Em suma, eu concebo Deus ou como um mau/incorreto uso lingüístico, ou como um delírio coletivo pela forte necessidade de encontrar explicação e motivos para a origem e a (suposta, em minha opinião) ordem do mundo ou então como um ente sem poderes divinos (indigno de louvores, monumentos e sacrifícios).
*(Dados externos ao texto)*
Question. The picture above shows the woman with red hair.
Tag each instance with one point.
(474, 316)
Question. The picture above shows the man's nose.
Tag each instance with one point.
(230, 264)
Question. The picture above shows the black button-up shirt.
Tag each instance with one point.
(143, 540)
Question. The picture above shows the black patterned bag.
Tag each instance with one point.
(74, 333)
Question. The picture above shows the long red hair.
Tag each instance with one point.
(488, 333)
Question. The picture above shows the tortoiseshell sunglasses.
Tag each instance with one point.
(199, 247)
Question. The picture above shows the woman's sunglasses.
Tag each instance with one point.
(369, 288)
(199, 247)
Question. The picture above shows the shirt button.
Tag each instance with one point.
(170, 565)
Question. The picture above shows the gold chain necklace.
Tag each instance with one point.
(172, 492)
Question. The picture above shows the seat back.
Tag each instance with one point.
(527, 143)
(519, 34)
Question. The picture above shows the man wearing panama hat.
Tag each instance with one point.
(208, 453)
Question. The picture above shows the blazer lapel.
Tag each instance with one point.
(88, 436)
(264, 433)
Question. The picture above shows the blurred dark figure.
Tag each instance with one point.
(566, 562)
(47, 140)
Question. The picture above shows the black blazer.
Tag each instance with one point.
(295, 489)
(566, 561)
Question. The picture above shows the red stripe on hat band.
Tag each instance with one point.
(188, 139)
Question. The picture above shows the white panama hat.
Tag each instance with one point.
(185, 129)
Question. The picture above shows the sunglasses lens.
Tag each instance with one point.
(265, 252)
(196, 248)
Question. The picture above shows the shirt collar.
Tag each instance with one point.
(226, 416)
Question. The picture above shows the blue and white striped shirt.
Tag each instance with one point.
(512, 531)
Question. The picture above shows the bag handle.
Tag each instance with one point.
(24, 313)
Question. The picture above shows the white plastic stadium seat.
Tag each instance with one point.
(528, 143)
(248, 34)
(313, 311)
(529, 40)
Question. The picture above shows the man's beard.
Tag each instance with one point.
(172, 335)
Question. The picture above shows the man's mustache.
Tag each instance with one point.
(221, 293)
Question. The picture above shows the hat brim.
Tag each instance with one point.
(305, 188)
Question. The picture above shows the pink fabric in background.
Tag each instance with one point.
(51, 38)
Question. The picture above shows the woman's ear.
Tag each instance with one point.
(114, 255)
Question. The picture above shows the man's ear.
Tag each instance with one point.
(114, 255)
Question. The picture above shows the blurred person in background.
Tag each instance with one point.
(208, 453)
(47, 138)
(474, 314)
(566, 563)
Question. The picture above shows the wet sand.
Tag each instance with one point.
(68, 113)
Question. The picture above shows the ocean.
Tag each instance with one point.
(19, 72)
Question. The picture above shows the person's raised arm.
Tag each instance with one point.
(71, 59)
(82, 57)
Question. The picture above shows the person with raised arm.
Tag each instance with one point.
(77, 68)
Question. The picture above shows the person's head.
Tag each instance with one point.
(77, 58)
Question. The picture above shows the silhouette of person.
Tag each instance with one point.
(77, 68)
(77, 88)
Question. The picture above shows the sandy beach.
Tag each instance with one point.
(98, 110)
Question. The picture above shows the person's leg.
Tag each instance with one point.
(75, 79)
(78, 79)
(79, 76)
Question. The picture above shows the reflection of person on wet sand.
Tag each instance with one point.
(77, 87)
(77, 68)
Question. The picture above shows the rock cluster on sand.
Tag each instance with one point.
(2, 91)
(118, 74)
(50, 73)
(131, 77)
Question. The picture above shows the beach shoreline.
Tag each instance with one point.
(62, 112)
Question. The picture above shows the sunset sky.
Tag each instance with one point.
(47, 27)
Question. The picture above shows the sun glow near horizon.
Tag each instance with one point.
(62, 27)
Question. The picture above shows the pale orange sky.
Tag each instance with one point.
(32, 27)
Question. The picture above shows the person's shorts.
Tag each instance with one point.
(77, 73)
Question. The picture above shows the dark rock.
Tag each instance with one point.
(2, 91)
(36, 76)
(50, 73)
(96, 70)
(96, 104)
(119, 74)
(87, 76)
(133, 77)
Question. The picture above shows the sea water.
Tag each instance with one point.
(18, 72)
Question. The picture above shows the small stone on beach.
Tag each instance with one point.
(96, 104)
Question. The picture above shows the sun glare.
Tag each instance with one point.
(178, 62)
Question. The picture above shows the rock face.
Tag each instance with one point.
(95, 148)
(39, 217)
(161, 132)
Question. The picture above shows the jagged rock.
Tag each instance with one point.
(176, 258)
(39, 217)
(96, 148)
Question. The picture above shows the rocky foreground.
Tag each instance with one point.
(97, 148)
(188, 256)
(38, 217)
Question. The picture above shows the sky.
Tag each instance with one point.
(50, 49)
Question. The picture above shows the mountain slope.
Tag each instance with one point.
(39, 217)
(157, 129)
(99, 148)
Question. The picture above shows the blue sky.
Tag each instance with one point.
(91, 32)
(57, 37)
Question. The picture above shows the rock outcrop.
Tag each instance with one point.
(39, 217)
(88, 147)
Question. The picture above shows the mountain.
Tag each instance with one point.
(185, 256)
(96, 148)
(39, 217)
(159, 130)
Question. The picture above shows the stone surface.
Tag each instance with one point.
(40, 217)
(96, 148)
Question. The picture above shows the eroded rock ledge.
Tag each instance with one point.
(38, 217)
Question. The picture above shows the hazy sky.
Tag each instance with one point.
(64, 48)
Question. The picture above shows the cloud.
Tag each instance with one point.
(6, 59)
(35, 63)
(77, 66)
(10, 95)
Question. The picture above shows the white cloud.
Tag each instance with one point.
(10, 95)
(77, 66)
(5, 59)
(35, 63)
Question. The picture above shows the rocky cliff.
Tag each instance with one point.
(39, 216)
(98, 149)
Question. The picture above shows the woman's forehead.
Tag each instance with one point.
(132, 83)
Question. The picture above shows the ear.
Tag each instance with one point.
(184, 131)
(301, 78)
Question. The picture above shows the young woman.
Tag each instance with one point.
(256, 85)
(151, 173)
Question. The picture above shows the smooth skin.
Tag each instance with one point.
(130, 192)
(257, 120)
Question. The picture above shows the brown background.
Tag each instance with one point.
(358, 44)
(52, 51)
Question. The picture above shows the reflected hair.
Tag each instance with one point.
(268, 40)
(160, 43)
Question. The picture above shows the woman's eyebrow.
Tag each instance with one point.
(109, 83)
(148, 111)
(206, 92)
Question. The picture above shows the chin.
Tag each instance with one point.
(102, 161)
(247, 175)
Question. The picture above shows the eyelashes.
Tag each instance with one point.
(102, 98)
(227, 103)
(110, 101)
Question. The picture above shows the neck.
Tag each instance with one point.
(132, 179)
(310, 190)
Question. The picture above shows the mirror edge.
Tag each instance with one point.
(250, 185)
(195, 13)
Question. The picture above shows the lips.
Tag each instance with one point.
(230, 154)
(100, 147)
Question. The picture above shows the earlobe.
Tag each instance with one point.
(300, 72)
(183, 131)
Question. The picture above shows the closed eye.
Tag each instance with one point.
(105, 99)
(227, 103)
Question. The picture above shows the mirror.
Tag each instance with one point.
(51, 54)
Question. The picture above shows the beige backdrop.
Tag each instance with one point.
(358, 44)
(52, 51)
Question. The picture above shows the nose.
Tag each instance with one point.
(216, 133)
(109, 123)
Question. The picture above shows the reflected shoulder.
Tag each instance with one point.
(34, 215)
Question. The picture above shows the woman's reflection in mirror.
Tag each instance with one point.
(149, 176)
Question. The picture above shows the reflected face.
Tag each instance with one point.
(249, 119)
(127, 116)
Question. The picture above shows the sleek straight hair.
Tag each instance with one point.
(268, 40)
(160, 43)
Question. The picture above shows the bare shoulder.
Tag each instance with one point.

Agora a parte política e existencial do ateísmo. Eu acho as religiões em geral um atraso à humanidade, ele é muito útil para os ignorantes, frágeis, fanáticos e atormentados que querem respostas para tudo; porém, para os esclarecidos, corajosos e livres de preconceitos e amarras sociais ela é nociva, serve mais para controle social por parte dos poderosos do que para qualquer outra coisa. As ideologias em geral têm essa função, por isso elas entram no mesmo lote da minha recusa e condenação; só que as ideologias religiosas, também conhecidas como doutrinas espirituais ou dogmas – toda religião é ideológica, mas nem toda ideologia é religiosa –, estas são mais comuns e estão espalhadas de tal forma que a maioria nem percebe o veneno que jaz oculto sob a aparência de bondade e de redenção. Este é o motivo de tantos ateus alertarem para o perigo das religiões, em especial as notoriamente hostis aos valores modernos e humanistas – no tumulto é preciso gritar para se fazer ouvir.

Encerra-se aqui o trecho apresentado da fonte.